Increasing evidence points to impaired Notch signalling as the unifying pathogenic mechanism explaining HS12. Impaired notch signalling is thought to compromise maintenance of the hair follicle and skin appendages, resulting in keratin‐enriched epidermal cysts that may rupture and trigger chronic inflammation. This inflammation, along with toll‐like receptor‐mediated innate immunity secondary to impaired Notch signalling, may promote and further perpetuate Th17‐mediated autoinflammatory reactions. Additionally, Notch has been shown to act as an epidermal tumour suppressor in SCC 13. While HS is associated with smoking, SCC in HS may be particularly associated with heavy smoking, as seen in our case and others 2. Smoking has been reported to downregulate Notch signalling in airway epithelial cells 14. Thus, the effects of smoking may augment pre‐existing impairment of Notch signalling in patients with HS 12, which may increase susceptibility to SCC in these individuals.

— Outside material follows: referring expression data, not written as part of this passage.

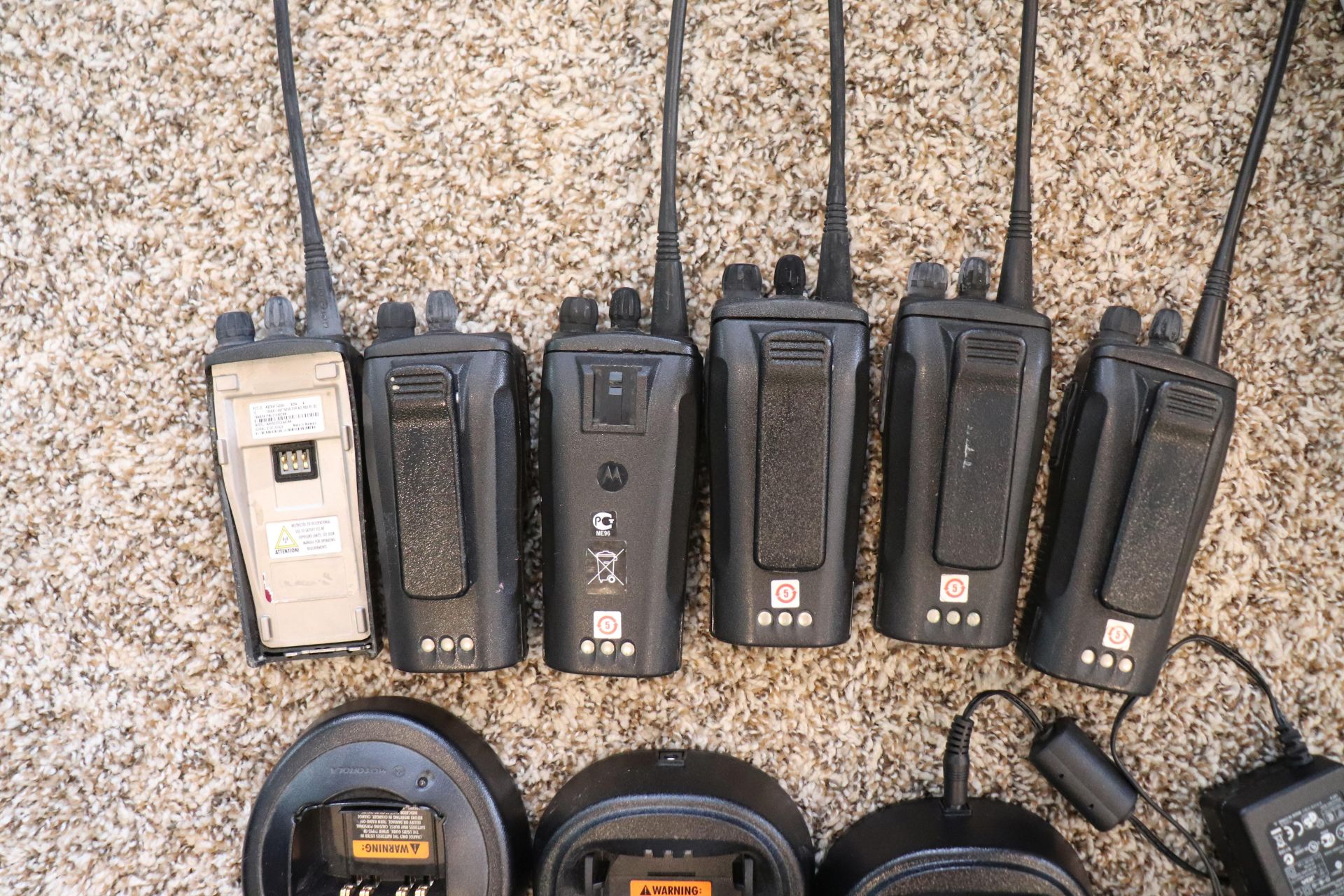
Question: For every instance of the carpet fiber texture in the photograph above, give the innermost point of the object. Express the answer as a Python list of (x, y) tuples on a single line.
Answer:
[(508, 150)]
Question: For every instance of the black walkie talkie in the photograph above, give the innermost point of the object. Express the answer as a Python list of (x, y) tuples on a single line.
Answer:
[(1135, 465), (788, 430), (445, 425), (286, 429), (967, 384), (619, 429)]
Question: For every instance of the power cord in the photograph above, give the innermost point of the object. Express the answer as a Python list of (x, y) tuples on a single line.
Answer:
[(956, 758), (1291, 741)]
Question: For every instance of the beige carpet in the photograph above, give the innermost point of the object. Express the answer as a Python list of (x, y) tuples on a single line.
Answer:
[(507, 150)]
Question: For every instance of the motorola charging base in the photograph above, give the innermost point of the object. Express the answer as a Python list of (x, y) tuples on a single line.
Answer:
[(918, 848), (387, 797), (672, 822)]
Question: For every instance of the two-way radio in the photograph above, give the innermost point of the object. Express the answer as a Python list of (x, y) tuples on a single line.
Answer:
[(788, 429), (619, 430), (445, 422), (967, 384), (1135, 465), (288, 453)]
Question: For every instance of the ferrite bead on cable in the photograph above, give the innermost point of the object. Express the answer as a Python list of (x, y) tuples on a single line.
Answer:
[(1086, 777)]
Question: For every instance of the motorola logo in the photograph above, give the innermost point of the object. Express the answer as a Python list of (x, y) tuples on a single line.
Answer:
[(612, 476)]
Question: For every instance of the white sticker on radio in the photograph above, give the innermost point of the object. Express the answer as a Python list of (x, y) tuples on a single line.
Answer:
[(286, 416), (302, 538), (606, 624), (1119, 634), (955, 587)]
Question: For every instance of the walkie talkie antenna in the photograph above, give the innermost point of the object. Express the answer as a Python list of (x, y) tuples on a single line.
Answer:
[(835, 277), (321, 314), (1015, 281), (1206, 331), (668, 282)]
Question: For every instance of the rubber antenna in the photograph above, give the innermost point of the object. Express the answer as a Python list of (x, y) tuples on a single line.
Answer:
[(1206, 332), (835, 277), (1015, 282), (668, 281), (321, 314)]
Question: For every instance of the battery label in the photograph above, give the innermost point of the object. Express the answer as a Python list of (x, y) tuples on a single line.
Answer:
[(302, 538), (671, 888), (403, 836), (1310, 848), (286, 416)]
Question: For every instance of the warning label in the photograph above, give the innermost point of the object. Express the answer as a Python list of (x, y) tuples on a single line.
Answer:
[(671, 888), (785, 594), (1310, 848), (1119, 634), (302, 538), (606, 624), (955, 587), (286, 416), (403, 836), (390, 849)]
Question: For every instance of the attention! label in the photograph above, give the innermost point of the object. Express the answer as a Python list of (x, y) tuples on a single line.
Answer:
[(671, 888), (302, 538), (390, 849), (286, 416)]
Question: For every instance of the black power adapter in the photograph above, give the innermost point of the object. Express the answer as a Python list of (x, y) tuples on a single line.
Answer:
[(387, 797), (672, 822), (964, 416), (788, 431), (445, 422), (1278, 830), (1139, 449), (619, 430), (288, 453)]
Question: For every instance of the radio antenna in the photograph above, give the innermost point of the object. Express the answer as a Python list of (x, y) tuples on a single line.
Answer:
[(835, 277), (321, 314), (1015, 281), (1206, 331), (668, 281)]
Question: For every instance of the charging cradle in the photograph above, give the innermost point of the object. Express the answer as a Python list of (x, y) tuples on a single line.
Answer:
[(920, 848), (672, 822), (387, 797)]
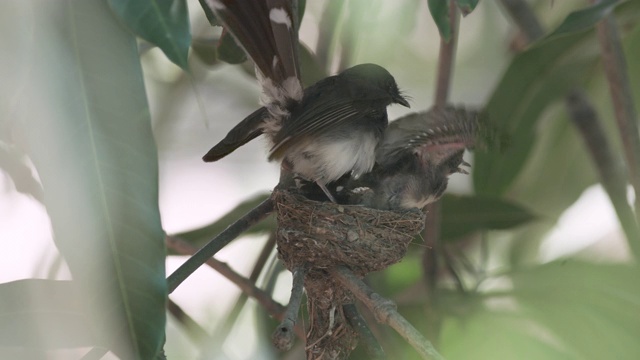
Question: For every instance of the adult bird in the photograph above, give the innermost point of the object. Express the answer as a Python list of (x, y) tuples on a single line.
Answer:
[(322, 132)]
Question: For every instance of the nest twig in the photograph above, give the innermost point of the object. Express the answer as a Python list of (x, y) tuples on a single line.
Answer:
[(321, 236)]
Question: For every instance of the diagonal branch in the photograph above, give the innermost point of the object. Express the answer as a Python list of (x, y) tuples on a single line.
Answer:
[(272, 307), (385, 312), (234, 230)]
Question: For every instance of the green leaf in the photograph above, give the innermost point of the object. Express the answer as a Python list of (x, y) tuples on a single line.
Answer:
[(44, 314), (585, 19), (201, 236), (536, 78), (462, 215), (466, 6), (521, 98), (164, 23), (87, 128), (439, 10), (311, 70), (591, 309), (497, 335)]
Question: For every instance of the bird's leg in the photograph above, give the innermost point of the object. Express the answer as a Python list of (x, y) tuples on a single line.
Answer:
[(326, 192)]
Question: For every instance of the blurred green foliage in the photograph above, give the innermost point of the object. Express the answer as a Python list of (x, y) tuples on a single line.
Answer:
[(89, 139)]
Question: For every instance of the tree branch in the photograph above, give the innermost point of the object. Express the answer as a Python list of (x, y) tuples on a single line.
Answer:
[(371, 345), (615, 67), (254, 216), (283, 336), (272, 307), (385, 312)]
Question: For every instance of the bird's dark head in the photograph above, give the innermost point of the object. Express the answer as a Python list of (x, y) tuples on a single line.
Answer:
[(378, 77)]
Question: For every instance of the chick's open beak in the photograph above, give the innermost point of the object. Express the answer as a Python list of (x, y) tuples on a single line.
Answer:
[(398, 99)]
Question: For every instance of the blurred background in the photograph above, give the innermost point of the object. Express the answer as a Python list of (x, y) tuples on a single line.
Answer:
[(481, 315)]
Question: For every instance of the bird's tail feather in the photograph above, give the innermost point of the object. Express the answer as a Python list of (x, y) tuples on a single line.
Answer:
[(247, 130), (267, 31)]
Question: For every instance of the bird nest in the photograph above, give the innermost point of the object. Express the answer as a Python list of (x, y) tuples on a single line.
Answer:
[(318, 236), (322, 235)]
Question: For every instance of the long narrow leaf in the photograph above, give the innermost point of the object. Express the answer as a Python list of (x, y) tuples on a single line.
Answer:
[(87, 125)]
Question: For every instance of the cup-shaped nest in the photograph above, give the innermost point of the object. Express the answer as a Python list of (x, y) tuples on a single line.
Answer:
[(322, 235)]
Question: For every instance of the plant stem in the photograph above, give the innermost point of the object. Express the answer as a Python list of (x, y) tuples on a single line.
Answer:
[(615, 68), (385, 312), (371, 345), (194, 330), (223, 239), (283, 336), (611, 171)]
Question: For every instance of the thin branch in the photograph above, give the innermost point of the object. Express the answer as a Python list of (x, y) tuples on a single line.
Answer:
[(196, 332), (272, 307), (585, 119), (446, 59), (385, 312), (371, 344), (431, 232), (254, 216), (327, 28), (448, 261), (222, 330), (283, 336), (612, 174), (615, 67)]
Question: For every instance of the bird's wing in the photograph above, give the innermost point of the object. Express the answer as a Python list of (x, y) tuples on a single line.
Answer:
[(438, 129), (317, 116)]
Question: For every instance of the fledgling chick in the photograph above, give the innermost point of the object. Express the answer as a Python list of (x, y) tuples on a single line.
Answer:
[(417, 155)]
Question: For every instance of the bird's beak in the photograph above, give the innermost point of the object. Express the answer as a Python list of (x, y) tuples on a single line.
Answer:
[(398, 99)]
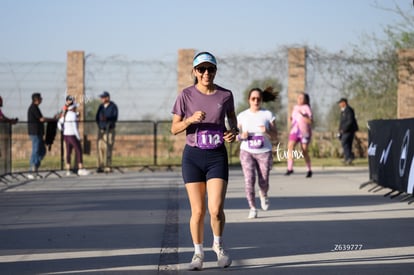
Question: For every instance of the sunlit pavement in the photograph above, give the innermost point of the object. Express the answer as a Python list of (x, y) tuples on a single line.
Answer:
[(137, 223)]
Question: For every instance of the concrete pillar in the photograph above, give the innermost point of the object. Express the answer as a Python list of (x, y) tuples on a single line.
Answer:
[(405, 84), (184, 67), (296, 77)]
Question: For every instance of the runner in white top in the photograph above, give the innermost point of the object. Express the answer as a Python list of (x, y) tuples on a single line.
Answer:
[(258, 129)]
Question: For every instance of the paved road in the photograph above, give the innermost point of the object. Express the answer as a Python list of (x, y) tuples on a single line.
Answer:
[(137, 223)]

Once a diagnosis of SCC in HS has been made, an aggressive approach to management is critical in preventing significant morbidity and mortality. Thus, large and deep surgical excision is recommended, with a minimum margin of 2 cm when possible 2. Magnetic resonance imaging or positron emission tomography imaging may be helpful in establishing the true extent of the disease before surgery and for surveillance after surgery 15. Considering the high prevalence of lymph node metastasis, we also recommend sentinel lymph node evaluation, with surgical resection of the SCC to help diagnose subclinical lymph node metastasis 2. Additionally, consultation with radiation oncologists for adjuvant radiotherapy may be particularly important in this subset of patients and thus should not be postponed.

Conclusions

Case reports and mechanistic studies suggest the possibility that HPV and smoking may be risk factors associated with SCC in HS. Despite the majority of SCC cases being WD tumours in HS, the highly aggressive nature of SCC in HS and its high likelihood for rapid progression, recurrence, metastasis and high mortality suggests the need to advocate for aggressive treatment. We recommend an aggressive approach to management at the time of SCC diagnosis in HS, which includes appropriate imaging to establish the extent of the tumour, large and deep surgical excision, sentinel lymph node evaluation, consultation with radiation oncology for potential adjuvant radiation therapy and close surveillance.